Se trata, según señalan las mismas fuentes, de un nuevo paso en la estrategia de sostenibilidad de la empresa, ya que al situar los paneles sobre el agua, la compañía no solo optimiza el espacio disponible, sino que integra la producción energética directamente en el corazón de su actividad agrícola, donde más se necesita.

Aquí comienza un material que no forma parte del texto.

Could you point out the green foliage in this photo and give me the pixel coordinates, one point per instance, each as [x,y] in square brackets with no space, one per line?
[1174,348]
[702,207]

La planta cuenta con una potencia instalada de 266,5 kWp (200 kW nominales) y está compuesta por 448 módulos fotovoltaicos. En términos prácticos, permitirá generar alrededor de 393,4 MWh al año, una cifra relevante si se tiene en cuenta el elevado consumo energético de las explotaciones agrícolas modernas.
Toda la energía producida se destinará al autoconsumo de la propia finca, principalmente para alimentar los sistemas de bombeo vinculados a los sistemas de riego por goteo, lo que permitirá cubrir una parte significativa de la demanda energética de la explotación, reduciendo tanto los costes, como la dependencia de fuentes externas.
El proyecto responde a la lógica de producir energía allí donde se consume y avanzar hacia un modelo agrícola más eficiente y preparado frente a cambios.